Cervical remodeling is the process by which the cervix is transformed to open sufficiently during birth.

Dr. Mala Mahendroo, Associate Professor of Obstetrics and Gynecology at the University of Texas, explains: "Premature cervical remodeling can occur by more than one mechanism and is not necessarily an acceleration of the physiologic process in term labor. Depending on the cause of preterm birth, that mechanism can vary."

The study has been selected by the Faculty of 1,000--an international group of more than 10,000 leading scientists and researchers--to be in its top 2 percent of published articles in biology and medicine.

Previous studies had suggested that in term and preterm labor, white blood cells flow into the cervix and release enzymes that break down tissue support and remodel the cervix, allowing a baby to pass through the birth canal. That is only half-right, researchers reported.

"The immune system or inflammatory response is sufficient to cause cervical ripening, but it's not absolutely necessary for it to happen," said Dr. Brenda Timmons, a research scientist in obstetrics and gynecology and co-lead author of the study.

Nearly 13 percent of all births in the United States are preterm. Premature infants can suffer respiratory distress, intraventricular hemorrhage, and even cerebral palsy. Identified risk factors for preterm birth include smoking, alcohol consumption, advanced maternal age, genetics, cervical insufficiency, previous preterm birth, and infection.
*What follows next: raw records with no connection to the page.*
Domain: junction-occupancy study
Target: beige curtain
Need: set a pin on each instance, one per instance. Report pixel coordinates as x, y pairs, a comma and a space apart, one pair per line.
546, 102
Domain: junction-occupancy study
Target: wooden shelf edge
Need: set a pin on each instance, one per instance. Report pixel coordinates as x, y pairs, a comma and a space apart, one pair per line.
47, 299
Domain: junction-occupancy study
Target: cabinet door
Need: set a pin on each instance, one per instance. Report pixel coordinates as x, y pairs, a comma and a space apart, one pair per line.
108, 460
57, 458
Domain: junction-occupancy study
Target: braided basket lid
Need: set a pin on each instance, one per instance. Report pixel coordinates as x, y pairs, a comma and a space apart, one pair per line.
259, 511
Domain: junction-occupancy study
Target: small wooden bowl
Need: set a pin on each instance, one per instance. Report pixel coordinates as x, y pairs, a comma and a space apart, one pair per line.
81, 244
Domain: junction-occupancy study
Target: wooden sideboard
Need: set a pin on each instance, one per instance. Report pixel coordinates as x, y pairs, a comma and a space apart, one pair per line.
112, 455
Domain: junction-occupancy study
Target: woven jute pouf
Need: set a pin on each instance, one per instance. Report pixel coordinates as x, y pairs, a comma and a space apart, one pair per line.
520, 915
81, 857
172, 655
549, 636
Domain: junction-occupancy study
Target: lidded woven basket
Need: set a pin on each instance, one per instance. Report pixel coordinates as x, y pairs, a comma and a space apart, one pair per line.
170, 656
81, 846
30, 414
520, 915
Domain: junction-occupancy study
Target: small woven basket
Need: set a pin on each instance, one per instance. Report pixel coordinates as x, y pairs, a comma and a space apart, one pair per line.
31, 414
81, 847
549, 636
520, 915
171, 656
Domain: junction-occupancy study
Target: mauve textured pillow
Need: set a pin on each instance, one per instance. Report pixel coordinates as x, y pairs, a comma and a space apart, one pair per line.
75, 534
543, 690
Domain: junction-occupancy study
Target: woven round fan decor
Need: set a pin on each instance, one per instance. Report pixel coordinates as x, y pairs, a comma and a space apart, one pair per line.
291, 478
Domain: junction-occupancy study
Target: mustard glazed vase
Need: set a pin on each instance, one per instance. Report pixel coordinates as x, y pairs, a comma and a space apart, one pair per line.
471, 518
"In about half of all preterm births, the cause is unknown. It's critical to determine the multiple causes of preterm birth so that effective therapies can be developed for each kind," said Dr. Roxan'e Holt, a maternal-fetal medicine fellow and co-lead author of the study. "When patients present in preterm labor, we don't have a lot of therapy to stop the labor," she added.

(Source: Endocrinology, June 2011.)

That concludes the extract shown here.